Meine Menschlichkeit nimmt mir niemand

Sabine Brandes Foto: privat

Meinung

Meine Menschlichkeit nimmt mir niemand

Israel muss auf den unvorstellbar grausamen Terror der Hamas reagieren – das bedeutet nicht, kein Mitleid gegenüber unschuldigen Palästinensern zu empfinden

von Sabine Brandes  19.10.2023 09:23 Uhr

Es ist ein Uhr morgens, wir sitzen zusammen auf dem Bett. Mein 14-jähriger Sohn und ich. Wir wollten früher schlafen gehen, im Moment sind die Nächte kurz. Aber dann beginnt er zu sprechen. Ein Teenager, der sein Herz ausschüttet, das passiert nicht ständig, also bleibe ich wach. Wir reden und reden und reden über die unerträglichen Geschehnisse der vergangenen Tage, die über unser Land hereingebrochen sind. Leider weiß er viel zu viel.

»Tun dir auch die Palästinenser leid?«, fragt er plötzlich leise, mit seinem Kopf an meiner Schulter. »Natürlich«, poltert es impulsiv aus mir heraus. Dann versuche ich, mit Rücksicht auf seine Kinderseele, zu erklären. Die Hamas-Terroristen sind blutrünstige Monster und keine Menschen, heißt es. Doch leider sind sie es.

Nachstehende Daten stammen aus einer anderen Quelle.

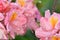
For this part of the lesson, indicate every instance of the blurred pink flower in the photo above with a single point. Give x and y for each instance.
(49, 26)
(4, 5)
(1, 16)
(3, 32)
(31, 12)
(15, 22)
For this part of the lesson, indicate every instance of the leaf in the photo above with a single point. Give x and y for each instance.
(28, 36)
(57, 9)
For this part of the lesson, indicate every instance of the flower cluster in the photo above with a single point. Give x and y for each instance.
(17, 17)
(49, 27)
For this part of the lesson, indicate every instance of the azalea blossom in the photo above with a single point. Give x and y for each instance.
(3, 32)
(49, 26)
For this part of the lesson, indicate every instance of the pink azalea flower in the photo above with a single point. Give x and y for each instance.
(49, 25)
(15, 22)
(1, 16)
(4, 5)
(31, 12)
(3, 32)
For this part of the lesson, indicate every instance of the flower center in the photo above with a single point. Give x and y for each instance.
(53, 21)
(21, 2)
(13, 17)
(55, 38)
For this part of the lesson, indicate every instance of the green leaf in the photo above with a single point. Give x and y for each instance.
(28, 36)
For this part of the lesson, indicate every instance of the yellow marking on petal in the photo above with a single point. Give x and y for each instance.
(13, 17)
(54, 38)
(21, 2)
(53, 21)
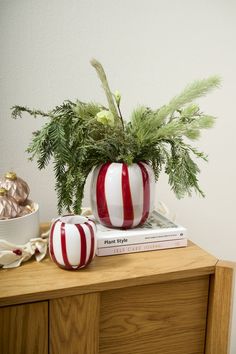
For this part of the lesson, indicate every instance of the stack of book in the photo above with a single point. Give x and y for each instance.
(157, 233)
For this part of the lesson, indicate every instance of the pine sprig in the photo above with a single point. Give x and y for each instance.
(76, 140)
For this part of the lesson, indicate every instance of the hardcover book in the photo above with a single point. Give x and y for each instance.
(157, 232)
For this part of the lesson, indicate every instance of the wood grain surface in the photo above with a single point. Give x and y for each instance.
(24, 329)
(35, 281)
(74, 324)
(220, 308)
(155, 319)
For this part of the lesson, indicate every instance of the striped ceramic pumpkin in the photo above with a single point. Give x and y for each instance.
(122, 195)
(72, 242)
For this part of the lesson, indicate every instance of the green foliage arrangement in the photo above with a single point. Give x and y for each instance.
(79, 136)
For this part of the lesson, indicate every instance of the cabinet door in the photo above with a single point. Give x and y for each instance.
(74, 324)
(166, 318)
(24, 329)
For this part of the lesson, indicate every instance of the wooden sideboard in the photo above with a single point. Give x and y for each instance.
(175, 301)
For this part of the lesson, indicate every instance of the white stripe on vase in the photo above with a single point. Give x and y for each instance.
(135, 181)
(93, 191)
(73, 244)
(113, 192)
(57, 243)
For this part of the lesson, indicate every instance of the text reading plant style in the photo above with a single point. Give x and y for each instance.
(79, 136)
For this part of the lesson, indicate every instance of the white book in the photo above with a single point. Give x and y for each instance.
(156, 228)
(141, 247)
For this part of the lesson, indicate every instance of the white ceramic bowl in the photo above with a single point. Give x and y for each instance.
(20, 230)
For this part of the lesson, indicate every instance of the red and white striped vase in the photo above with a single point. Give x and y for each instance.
(122, 196)
(72, 241)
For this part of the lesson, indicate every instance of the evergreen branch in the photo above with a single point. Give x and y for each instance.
(193, 91)
(17, 112)
(102, 76)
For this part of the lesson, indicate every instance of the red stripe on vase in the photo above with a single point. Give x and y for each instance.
(127, 199)
(146, 192)
(63, 246)
(92, 242)
(83, 246)
(102, 208)
(51, 248)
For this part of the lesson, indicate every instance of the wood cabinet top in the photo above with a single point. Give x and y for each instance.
(34, 281)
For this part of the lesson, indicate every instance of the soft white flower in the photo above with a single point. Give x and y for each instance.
(105, 117)
(117, 96)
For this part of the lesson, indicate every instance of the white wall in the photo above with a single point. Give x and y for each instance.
(150, 49)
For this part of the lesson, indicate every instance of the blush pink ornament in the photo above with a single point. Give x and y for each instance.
(72, 241)
(122, 196)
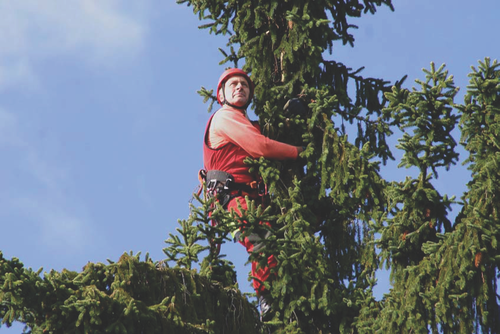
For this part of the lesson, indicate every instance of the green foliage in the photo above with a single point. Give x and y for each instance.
(334, 220)
(129, 296)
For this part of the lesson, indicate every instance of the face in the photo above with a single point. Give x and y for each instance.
(236, 91)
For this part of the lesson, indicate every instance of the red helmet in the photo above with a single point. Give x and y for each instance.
(231, 73)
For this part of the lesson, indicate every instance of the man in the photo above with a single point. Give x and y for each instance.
(230, 137)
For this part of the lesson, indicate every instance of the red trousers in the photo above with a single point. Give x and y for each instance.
(260, 274)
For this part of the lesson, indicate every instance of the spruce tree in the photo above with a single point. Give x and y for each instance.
(334, 221)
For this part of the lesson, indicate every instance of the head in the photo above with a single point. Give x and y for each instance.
(235, 88)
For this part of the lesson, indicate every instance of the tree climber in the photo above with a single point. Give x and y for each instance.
(229, 138)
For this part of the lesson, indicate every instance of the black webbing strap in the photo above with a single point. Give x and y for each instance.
(223, 181)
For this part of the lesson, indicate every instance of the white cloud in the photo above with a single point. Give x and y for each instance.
(98, 32)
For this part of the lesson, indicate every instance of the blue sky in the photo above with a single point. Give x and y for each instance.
(101, 126)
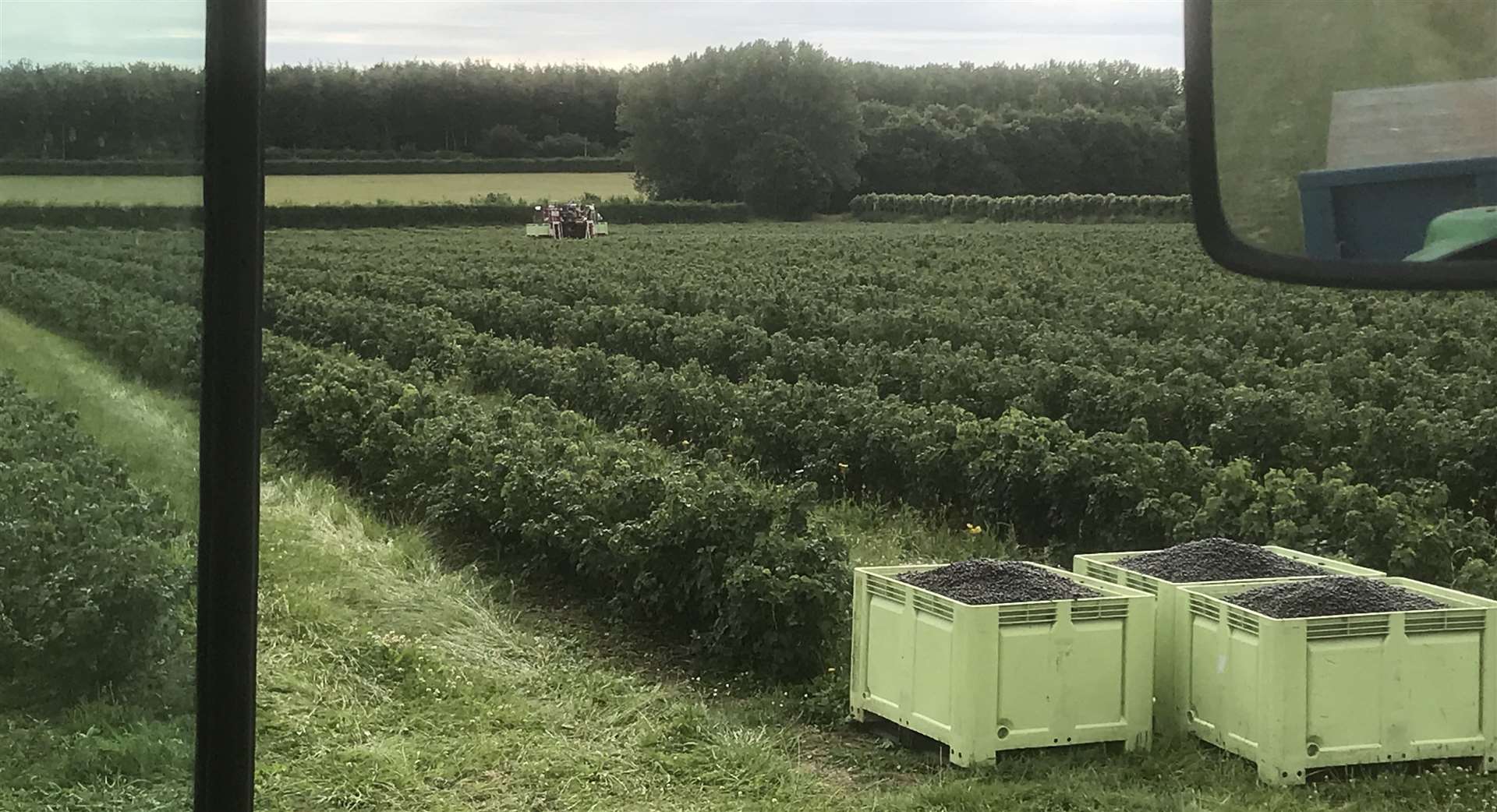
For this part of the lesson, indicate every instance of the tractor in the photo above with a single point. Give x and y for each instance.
(568, 221)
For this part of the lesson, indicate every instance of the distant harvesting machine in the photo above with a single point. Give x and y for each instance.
(568, 221)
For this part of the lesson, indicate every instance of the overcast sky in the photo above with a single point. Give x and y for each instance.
(611, 34)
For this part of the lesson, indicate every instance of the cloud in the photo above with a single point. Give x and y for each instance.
(613, 34)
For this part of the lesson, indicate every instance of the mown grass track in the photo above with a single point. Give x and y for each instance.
(391, 683)
(1370, 404)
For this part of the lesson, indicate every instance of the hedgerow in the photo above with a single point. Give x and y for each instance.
(1087, 398)
(1035, 208)
(691, 546)
(90, 591)
(361, 216)
(319, 166)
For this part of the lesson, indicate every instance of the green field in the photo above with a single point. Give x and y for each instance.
(478, 600)
(320, 189)
(1277, 65)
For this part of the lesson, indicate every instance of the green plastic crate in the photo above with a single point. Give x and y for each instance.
(1311, 693)
(1170, 708)
(1003, 676)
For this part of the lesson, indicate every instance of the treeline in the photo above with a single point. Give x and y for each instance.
(361, 216)
(971, 151)
(1085, 128)
(319, 166)
(1035, 208)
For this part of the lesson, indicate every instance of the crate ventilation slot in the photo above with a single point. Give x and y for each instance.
(1445, 621)
(1202, 608)
(1026, 613)
(1371, 626)
(1241, 621)
(925, 603)
(1102, 573)
(887, 591)
(1099, 610)
(1140, 582)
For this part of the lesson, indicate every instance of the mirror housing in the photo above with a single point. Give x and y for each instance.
(1472, 267)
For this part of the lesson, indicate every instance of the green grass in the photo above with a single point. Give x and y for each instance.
(319, 189)
(393, 683)
(1277, 65)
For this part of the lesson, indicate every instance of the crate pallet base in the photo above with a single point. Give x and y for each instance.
(1301, 772)
(964, 758)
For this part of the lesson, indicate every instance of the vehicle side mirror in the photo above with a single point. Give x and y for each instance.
(1347, 144)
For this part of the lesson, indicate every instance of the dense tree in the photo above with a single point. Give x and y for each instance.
(943, 129)
(969, 151)
(504, 141)
(698, 123)
(782, 177)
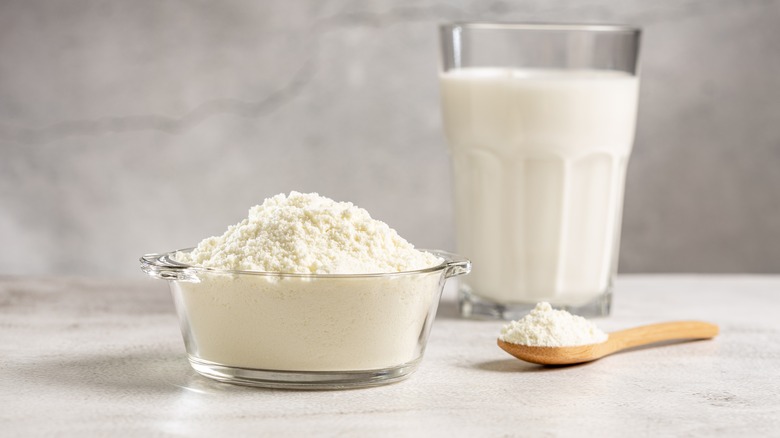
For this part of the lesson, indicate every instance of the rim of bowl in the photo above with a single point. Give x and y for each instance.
(167, 261)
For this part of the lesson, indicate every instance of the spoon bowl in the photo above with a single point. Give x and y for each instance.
(617, 341)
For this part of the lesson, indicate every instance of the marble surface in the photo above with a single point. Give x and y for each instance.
(87, 357)
(129, 127)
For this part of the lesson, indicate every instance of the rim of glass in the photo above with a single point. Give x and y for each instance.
(167, 261)
(581, 27)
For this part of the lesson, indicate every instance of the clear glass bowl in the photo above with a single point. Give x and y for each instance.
(304, 330)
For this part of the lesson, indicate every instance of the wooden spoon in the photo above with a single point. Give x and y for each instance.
(617, 341)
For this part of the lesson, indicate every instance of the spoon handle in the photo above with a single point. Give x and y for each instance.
(665, 331)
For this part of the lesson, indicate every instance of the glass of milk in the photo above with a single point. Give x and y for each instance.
(540, 122)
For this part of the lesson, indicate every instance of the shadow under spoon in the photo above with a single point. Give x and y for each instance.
(617, 341)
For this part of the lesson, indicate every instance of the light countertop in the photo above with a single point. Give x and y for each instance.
(103, 357)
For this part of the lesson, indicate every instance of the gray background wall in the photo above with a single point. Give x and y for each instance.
(141, 126)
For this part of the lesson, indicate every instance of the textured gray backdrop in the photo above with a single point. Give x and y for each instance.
(141, 126)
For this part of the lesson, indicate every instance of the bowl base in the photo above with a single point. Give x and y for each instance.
(303, 379)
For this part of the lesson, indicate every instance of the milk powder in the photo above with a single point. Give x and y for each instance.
(546, 327)
(305, 322)
(311, 234)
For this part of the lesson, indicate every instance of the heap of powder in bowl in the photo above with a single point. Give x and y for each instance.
(547, 327)
(309, 234)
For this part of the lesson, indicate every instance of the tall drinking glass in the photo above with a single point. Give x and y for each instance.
(540, 121)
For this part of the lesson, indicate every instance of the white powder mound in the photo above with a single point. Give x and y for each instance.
(309, 234)
(545, 327)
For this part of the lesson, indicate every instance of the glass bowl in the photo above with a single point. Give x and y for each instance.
(304, 330)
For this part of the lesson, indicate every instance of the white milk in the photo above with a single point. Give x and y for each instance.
(539, 160)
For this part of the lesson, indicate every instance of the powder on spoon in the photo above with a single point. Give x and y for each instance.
(546, 327)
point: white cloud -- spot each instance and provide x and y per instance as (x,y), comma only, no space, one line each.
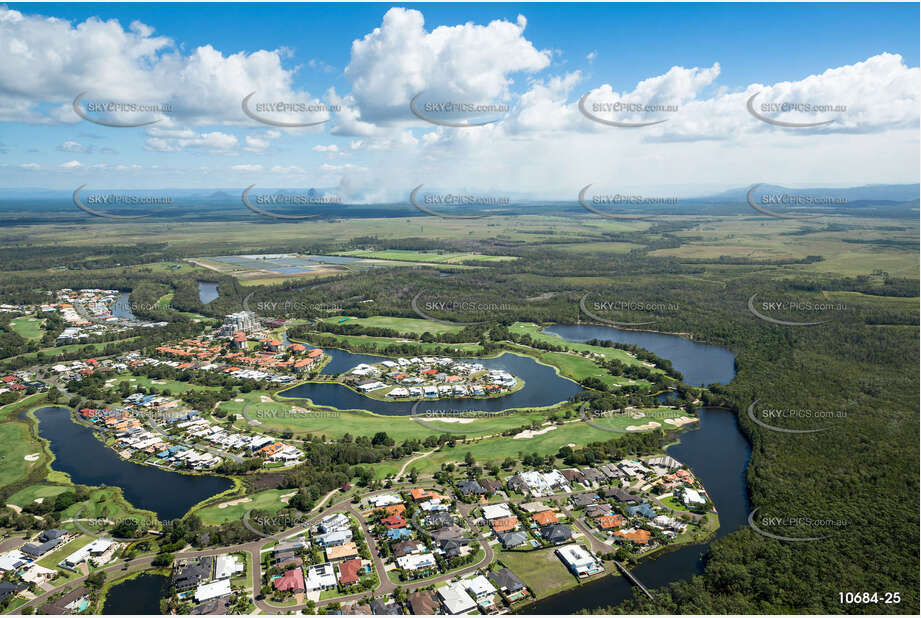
(463,63)
(72,146)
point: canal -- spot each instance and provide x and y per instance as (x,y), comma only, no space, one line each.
(138,596)
(89,462)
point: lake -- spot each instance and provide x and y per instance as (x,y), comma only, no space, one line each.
(543,387)
(700,363)
(138,596)
(207,291)
(718,454)
(89,462)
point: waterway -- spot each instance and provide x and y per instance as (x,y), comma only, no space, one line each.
(138,596)
(89,462)
(716,452)
(700,363)
(207,291)
(543,387)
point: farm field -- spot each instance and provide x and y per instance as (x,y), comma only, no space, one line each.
(436,257)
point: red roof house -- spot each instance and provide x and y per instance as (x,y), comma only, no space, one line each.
(348,571)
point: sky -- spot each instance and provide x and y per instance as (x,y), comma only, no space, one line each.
(371,81)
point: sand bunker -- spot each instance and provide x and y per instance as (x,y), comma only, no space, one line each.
(224,505)
(649,425)
(527,433)
(683,420)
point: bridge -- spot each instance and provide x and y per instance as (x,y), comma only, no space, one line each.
(633,579)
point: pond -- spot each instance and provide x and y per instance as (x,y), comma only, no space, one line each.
(700,363)
(543,387)
(138,596)
(207,291)
(89,462)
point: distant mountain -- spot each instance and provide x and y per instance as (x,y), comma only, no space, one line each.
(866,193)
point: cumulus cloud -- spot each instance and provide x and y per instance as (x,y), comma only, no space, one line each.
(50,61)
(465,63)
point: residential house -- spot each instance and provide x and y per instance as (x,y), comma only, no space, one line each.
(512,588)
(579,561)
(556,533)
(423,603)
(293,581)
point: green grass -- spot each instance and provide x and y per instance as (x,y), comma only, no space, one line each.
(29,494)
(17,443)
(541,571)
(528,328)
(51,560)
(28,327)
(415,326)
(174,386)
(378,344)
(268,500)
(435,257)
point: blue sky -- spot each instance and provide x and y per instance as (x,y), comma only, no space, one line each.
(706,59)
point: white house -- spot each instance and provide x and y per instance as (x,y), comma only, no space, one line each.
(212,590)
(455,599)
(495,511)
(414,562)
(579,561)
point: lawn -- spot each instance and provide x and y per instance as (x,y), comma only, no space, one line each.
(378,344)
(335,423)
(268,500)
(29,494)
(51,560)
(541,571)
(415,326)
(173,386)
(435,257)
(17,444)
(28,327)
(531,329)
(497,449)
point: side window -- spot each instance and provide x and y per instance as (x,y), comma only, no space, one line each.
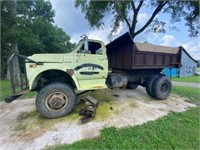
(93,48)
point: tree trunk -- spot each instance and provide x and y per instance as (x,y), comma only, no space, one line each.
(14,46)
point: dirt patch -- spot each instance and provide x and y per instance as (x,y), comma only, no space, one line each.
(22,127)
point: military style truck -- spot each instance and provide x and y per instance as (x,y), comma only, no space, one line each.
(90,66)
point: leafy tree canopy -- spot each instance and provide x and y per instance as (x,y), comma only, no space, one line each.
(33,30)
(126,11)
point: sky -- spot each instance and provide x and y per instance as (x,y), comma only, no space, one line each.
(73,22)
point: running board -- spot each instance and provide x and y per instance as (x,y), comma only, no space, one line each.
(11,98)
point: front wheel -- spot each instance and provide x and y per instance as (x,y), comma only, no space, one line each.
(161,87)
(55,100)
(132,85)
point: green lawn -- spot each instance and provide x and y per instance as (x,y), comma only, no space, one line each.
(175,131)
(198,69)
(5,90)
(195,79)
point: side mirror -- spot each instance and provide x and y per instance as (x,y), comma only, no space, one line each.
(86,47)
(85,39)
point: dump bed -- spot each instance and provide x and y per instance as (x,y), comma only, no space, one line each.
(123,53)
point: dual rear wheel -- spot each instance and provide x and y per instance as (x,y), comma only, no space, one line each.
(159,87)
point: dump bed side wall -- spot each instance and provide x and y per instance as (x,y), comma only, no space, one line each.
(123,53)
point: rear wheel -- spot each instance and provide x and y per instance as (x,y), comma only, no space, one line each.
(132,85)
(161,87)
(149,85)
(55,100)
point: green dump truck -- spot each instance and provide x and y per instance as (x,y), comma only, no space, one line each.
(93,65)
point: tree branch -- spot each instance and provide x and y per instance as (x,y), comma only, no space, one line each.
(133,6)
(127,22)
(140,5)
(134,22)
(156,11)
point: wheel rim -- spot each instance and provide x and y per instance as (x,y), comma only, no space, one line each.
(56,101)
(164,88)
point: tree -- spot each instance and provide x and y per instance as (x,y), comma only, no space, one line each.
(33,30)
(126,11)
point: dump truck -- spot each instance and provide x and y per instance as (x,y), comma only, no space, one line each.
(93,65)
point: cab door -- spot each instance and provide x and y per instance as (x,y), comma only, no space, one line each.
(91,66)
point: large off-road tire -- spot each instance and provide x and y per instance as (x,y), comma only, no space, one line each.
(55,100)
(132,86)
(161,87)
(149,85)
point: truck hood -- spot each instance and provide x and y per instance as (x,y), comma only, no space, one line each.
(49,58)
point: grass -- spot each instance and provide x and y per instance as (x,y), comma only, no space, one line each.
(192,94)
(5,91)
(174,131)
(198,69)
(195,79)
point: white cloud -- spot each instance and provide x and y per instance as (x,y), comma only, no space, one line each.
(168,40)
(191,46)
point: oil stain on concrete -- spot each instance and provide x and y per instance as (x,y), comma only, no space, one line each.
(22,127)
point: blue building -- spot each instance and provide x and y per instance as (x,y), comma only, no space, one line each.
(188,66)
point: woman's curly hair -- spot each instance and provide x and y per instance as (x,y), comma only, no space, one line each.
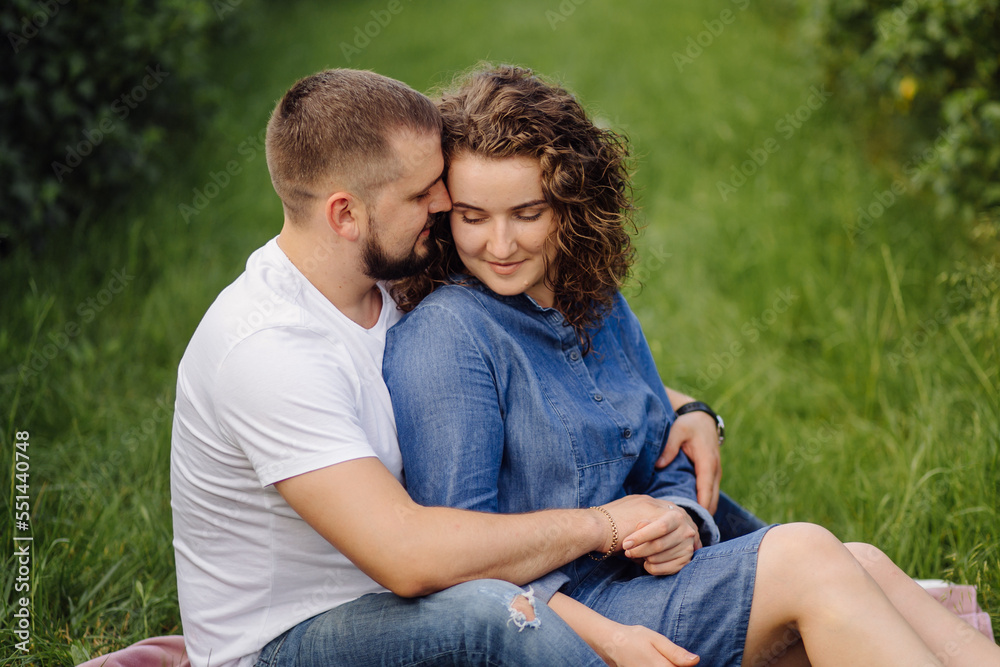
(507,111)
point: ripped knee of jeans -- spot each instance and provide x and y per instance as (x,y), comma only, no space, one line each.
(522,611)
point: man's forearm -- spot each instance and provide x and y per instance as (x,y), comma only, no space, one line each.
(452,546)
(362,510)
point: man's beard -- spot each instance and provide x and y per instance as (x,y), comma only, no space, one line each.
(377,264)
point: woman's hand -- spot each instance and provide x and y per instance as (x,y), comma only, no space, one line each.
(666,544)
(620,645)
(637,645)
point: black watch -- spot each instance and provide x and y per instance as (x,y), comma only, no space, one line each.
(698,406)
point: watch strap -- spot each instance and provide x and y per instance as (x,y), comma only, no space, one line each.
(698,406)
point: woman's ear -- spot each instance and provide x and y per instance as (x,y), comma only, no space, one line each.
(345,213)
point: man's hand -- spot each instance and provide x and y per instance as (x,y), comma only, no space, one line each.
(696,433)
(665,545)
(655,531)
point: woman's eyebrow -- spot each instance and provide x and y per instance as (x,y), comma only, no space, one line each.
(536,202)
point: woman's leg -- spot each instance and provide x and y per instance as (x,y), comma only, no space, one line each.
(808,582)
(954,641)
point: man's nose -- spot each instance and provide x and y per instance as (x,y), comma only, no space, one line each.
(440,199)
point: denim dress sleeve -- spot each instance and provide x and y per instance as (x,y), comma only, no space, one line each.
(448,416)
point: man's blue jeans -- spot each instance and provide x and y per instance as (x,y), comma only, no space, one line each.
(469,624)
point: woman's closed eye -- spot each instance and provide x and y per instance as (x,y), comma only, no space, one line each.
(471,220)
(528,216)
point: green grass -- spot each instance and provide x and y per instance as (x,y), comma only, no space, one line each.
(847,408)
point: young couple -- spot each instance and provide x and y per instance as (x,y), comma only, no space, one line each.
(521,387)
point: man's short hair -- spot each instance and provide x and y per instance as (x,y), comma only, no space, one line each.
(336,126)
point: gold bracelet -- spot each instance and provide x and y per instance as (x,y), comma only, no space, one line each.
(614,534)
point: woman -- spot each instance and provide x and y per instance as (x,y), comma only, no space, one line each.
(523,381)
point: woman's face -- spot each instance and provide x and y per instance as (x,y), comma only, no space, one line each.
(501,224)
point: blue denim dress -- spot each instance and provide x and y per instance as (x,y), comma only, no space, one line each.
(498,410)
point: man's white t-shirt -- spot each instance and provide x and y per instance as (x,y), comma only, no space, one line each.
(276,382)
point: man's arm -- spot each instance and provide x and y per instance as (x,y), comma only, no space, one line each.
(360,508)
(695,433)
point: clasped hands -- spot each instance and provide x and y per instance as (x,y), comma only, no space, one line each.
(656,532)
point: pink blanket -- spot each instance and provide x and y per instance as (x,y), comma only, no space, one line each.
(169,651)
(154,652)
(962,601)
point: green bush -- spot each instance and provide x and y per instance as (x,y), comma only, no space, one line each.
(937,64)
(92,94)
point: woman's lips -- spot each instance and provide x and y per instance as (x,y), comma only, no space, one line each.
(506,268)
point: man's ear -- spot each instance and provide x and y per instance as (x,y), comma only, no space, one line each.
(345,213)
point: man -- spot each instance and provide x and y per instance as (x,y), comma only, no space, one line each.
(291,528)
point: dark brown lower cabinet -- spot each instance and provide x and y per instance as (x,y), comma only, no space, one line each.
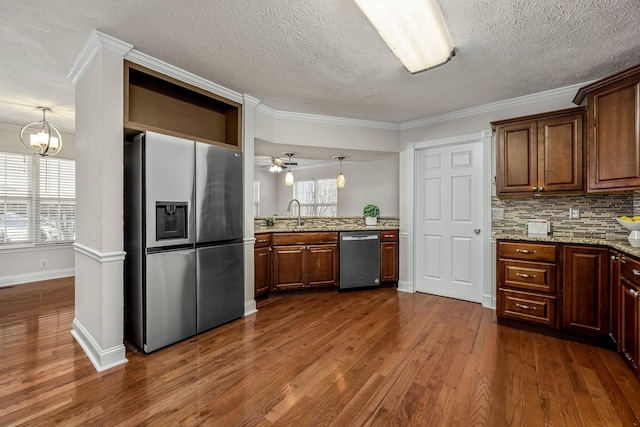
(305,266)
(262,264)
(629,322)
(586,290)
(389,256)
(614,298)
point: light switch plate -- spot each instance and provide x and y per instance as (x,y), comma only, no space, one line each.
(497,213)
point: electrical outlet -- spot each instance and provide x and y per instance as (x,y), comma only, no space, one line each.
(497,213)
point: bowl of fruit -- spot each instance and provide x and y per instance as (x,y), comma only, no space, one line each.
(631,223)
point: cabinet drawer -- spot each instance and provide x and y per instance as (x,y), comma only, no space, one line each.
(389,236)
(263,240)
(304,238)
(527,251)
(530,276)
(527,306)
(630,268)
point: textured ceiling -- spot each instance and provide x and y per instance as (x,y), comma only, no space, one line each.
(319,57)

Fühlen ist unser innerer Kompass

Allerdings so, wie Menschen niemals sein dürften. Und gerade deshalb weigere ich mich, meine Menschlichkeit zu verstecken. Ich versuche, meinen Kindern zu vermitteln, dass Mitgefühl die wichtigste Eigenschaft ist, die man haben kann. Fühlen ist unser innerer Kompass, der zwischen Gut und Böse unterscheiden lässt.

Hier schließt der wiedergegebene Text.